■Cool Japan!(1) 一富士、二鷹、三茄子

紹介文
「自分の強みを自覚するのは難しい」とある人が言いました。私たち日本人は、弱点や欠点と思われるものには敏感ですが、自分の長所や強みには、あまり注意を払わないのではないでしょうか。

ある調査によれば、世界で最も人気のある観光地は日本だそうです。しかし、世界の人々が感じている日本の魅力や良さを、日本人である私たち自身が一番自覚していないのかもしれません。
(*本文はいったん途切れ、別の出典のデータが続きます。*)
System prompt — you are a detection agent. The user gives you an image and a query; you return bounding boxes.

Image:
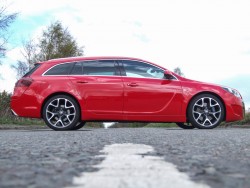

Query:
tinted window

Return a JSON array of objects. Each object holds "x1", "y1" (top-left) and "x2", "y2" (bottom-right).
[
  {"x1": 45, "y1": 63, "x2": 74, "y2": 75},
  {"x1": 71, "y1": 62, "x2": 83, "y2": 75},
  {"x1": 83, "y1": 60, "x2": 120, "y2": 76},
  {"x1": 23, "y1": 63, "x2": 41, "y2": 77},
  {"x1": 122, "y1": 60, "x2": 164, "y2": 78}
]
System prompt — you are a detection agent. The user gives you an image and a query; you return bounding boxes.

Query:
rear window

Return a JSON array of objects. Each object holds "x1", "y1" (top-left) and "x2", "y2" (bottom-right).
[
  {"x1": 23, "y1": 63, "x2": 41, "y2": 77},
  {"x1": 44, "y1": 63, "x2": 74, "y2": 75}
]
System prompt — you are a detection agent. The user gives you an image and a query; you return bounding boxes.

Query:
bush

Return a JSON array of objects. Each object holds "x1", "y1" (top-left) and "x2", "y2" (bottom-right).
[{"x1": 0, "y1": 91, "x2": 12, "y2": 118}]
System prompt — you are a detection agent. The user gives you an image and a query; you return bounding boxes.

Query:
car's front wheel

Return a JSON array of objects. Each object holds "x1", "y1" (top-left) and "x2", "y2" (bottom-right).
[
  {"x1": 188, "y1": 94, "x2": 225, "y2": 129},
  {"x1": 43, "y1": 95, "x2": 80, "y2": 131}
]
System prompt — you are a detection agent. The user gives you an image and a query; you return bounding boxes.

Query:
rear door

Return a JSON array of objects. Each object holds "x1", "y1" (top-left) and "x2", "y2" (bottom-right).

また、西洋的な世界観を内包するキリスト教に慣れ親しんでいる私たちは、西洋文化と比較して、日本の社会や文化に対して否定的に評価する傾向があるようです。

このシリーズでは、「Cool Japan!(クールジャパン!)」と題して日本の文化や社会の生業を、聖書に示されている価値観を用いて、観察し直すことを試みます。
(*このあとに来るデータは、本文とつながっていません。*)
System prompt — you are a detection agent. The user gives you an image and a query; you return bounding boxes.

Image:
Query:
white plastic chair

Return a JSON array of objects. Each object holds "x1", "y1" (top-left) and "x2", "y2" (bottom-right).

外国人観光客に「来日した一番のお目当ては何ですか?」と問うときに、最も頻繁に返ってくる答えが「富士山!」なのだそうです。日本政府観光局や民間の旅行会社などが日本のイメージを海外にアピールするときに、必ずといってよいほど富士山を取り上げることが要因の一つなのかもしれません。「富士山」と答えた観光客のすべてが、実際に富士山に登るわけではないでしょう。しかし、来日中に雄大な富士山の姿を実際に見たいと、多くの観光客が期待していると思います。
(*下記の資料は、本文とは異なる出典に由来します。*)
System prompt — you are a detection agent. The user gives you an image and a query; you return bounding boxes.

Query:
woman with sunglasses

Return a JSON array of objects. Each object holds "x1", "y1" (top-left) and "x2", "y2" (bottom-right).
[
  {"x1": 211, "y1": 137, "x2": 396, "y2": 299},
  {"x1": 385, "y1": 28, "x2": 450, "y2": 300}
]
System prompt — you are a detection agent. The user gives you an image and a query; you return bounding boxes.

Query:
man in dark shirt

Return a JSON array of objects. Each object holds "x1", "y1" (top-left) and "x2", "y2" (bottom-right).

このような期待は、海外からの観光客に限ったことではなく、私たち日本人の多くもまた同じように富士山を特別視していると言っても、言い過ぎではないと思います。国内線の旅客機で、東西を行き来する人なら誰でも、上空から、富士山を見ようと飛行機の窓から外をのぞき込んだことが、一度ならずあることでしょう。

桜の枝から垣間見える富士山、湖岸に反射する「逆さ富士」、揺れるススキの上に雪化粧をした富士山などを見ることのできる「絶景スポット」には、スマートフォンで自撮りをする人や三脚を据えて一眼レフを構える人などで、人だかりができるほどです。また、都内の高層ビルから展望する際にも、最初に富士山を探す人が多いのではないでしょうか。